You are viewing a plain text version of this content. The canonical link for it is here.
Posted to java-user@lucene.apache.org by Gaurav Kumar <ga...@gmail.com> on 2009/05/28 12:22:24 UTC

Help Needed...

Hi everyone,

I am doing a project using Lucene where i need to index HTML files. I am
using Tika to parse HTML files. But i need to index files according to their
tags which means that every text present in different HTML tag (like <p>
<a>) should be stored in different fields. Can i do that. If yes how? Also
can i assign different weightage to the tokens present in different fields.
If yes how?

Re: Help Needed...

Posted by Anshum <an...@gmail.com>.
Indexing/Storing are at developers discretion. You may choose to store or
not store a field as per your requirement.

--
Anshum Gupta
Naukri Labs!
http://ai-cafe.blogspot.com

The facts expressed here belong to everybody, the opinions to me.

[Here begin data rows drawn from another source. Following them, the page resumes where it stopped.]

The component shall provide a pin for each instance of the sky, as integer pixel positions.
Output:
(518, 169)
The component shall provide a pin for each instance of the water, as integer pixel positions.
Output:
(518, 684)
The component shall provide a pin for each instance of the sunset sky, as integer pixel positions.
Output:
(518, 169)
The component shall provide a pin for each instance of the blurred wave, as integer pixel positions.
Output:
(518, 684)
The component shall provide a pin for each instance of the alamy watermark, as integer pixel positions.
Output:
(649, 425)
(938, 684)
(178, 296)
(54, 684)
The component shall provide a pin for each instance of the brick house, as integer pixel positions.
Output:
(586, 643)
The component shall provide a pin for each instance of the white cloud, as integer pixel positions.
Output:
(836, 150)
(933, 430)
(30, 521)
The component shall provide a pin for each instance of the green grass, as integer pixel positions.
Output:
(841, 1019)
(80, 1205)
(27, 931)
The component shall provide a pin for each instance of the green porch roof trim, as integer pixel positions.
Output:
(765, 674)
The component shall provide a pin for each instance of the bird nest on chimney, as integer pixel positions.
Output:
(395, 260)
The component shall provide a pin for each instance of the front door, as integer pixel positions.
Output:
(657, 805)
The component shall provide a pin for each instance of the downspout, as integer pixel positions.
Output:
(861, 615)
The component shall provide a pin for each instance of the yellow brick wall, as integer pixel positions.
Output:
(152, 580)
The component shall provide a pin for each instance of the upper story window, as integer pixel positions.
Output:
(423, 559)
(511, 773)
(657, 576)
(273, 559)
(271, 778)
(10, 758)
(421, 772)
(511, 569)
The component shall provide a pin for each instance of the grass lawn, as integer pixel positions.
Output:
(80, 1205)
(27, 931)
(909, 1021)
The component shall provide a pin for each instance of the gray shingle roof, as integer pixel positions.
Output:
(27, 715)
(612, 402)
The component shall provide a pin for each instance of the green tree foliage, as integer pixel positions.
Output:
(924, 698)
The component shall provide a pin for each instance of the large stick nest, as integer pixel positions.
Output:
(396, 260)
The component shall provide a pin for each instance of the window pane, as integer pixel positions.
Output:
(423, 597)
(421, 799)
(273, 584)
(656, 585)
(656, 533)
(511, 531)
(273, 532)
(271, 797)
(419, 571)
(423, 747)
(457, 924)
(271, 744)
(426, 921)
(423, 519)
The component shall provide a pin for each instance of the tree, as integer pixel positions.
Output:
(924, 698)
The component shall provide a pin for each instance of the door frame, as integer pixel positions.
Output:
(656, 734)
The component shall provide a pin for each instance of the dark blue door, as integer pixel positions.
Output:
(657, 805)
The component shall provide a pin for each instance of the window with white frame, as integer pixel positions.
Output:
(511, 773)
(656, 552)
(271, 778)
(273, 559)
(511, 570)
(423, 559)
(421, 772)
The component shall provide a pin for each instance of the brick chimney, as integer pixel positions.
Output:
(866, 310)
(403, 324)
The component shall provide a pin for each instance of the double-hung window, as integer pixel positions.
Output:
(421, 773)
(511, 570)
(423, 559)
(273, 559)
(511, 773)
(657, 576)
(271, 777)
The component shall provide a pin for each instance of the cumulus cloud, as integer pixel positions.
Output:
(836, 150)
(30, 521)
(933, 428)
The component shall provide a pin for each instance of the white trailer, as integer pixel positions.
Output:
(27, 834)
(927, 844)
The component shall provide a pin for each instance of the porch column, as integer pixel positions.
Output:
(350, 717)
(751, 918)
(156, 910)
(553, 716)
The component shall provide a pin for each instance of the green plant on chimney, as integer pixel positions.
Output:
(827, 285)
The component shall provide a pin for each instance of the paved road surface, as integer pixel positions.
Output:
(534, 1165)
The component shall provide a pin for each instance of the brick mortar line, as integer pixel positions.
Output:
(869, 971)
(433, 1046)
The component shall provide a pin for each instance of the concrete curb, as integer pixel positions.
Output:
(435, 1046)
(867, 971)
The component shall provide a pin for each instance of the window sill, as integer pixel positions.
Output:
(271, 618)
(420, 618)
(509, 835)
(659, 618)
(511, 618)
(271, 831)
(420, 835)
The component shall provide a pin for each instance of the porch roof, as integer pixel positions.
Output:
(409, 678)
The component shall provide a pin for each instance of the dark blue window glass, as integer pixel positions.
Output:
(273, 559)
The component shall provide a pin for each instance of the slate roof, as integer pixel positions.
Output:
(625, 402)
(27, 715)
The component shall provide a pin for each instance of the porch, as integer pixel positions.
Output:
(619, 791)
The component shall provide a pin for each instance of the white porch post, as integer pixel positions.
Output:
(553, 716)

The
distinction is yours to draw............


On Thu, May 28, 2009 at 4:22 PM, Alexander Aristov <
alexander.aristov@gmail.com> wrote:

> you will need to develop parser and indexer.
>
> but remember that in current implementation content is not stored in lucene
> index,
>
> indexed - yes nut not stored.
>
> Best Regards
> Alexander Aristov
>
>
> 2009/5/28 Gaurav Kumar <ga...@gmail.com>
>
> > Hi everyone,
> >
> > I am doing a project using Lucene where i need to index HTML files. I am
> > using Tika to parse HTML files. But i need to index files according to
> > their
> > tags which means that every text present in different HTML tag (like <p>
> > <a>) should be stored in different fields. Can i do that. If yes how?
> Also
> > can i assign different weightage to the tokens present in different
> fields.
> > If yes how?
> >
>

Re: Help Needed...

Posted by Alexander Aristov <al...@gmail.com>.
you will need to develop parser and indexer.

but remember that in current implementation content is not stored in lucene
index,

indexed - yes nut not stored.

Best Regards
Alexander Aristov


2009/5/28 Gaurav Kumar <ga...@gmail.com>

> Hi everyone,
>
> I am doing a project using Lucene where i need to index HTML files. I am
> using Tika to parse HTML files. But i need to index files according to
> their
> tags which means that every text present in different HTML tag (like <p>
> <a>) should be stored in different fields. Can i do that. If yes how? Also
> can i assign different weightage to the tokens present in different fields.
> If yes how?
>

Re: Help Needed...

Posted by Karl Wettin <ka...@gmail.com>.
28 maj 2009 kl. 12.22 skrev Gaurav Kumar:

> Hi everyone,
>
> I am doing a project using Lucene where i need to index HTML files.  
> I am
> using Tika to parse HTML files. But i need to index files according  
> to their
> tags which means that every text present in different HTML tag (like  
> <p>
> <a>) should be stored in different fields. Can i do that. If yes  
> how? Also
> can i assign different weightage to the tokens present in different  
> fields.
> If yes how?

You might want to explain what it is you try to achieve with this. I  
suspect you might want to use payloads rather than index the tokens in  
multiple fields.


      karl

---------------------------------------------------------------------
To unsubscribe, e-mail: java-user-unsubscribe@lucene.apache.org
For additional commands, e-mail: java-user-help@lucene.apache.org


Re: Help Needed...

Posted by Paul Libbrecht <pa...@activemath.org>.
Kumar,

you'll have to make your own documents with after parsing yourself the  
HTML (e.g. with Nekohtml to dom).
As for the weights of tokens, supplementarily to IDF, you can do that  
per field, i.e. when you add a field into the document.

paul


Le 28-mai-09 à 12:22, Gaurav Kumar a écrit :

> Hi everyone,
>
> I am doing a project using Lucene where i need to index HTML files.  
> I am
> using Tika to parse HTML files. But i need to index files according  
> to their
> tags which means that every text present in different HTML tag (like  
> <p>
> <a>) should be stored in different fields. Can i do that. If yes  
> how? Also
> can i assign different weightage to the tokens present in different  
> fields.
> If yes how?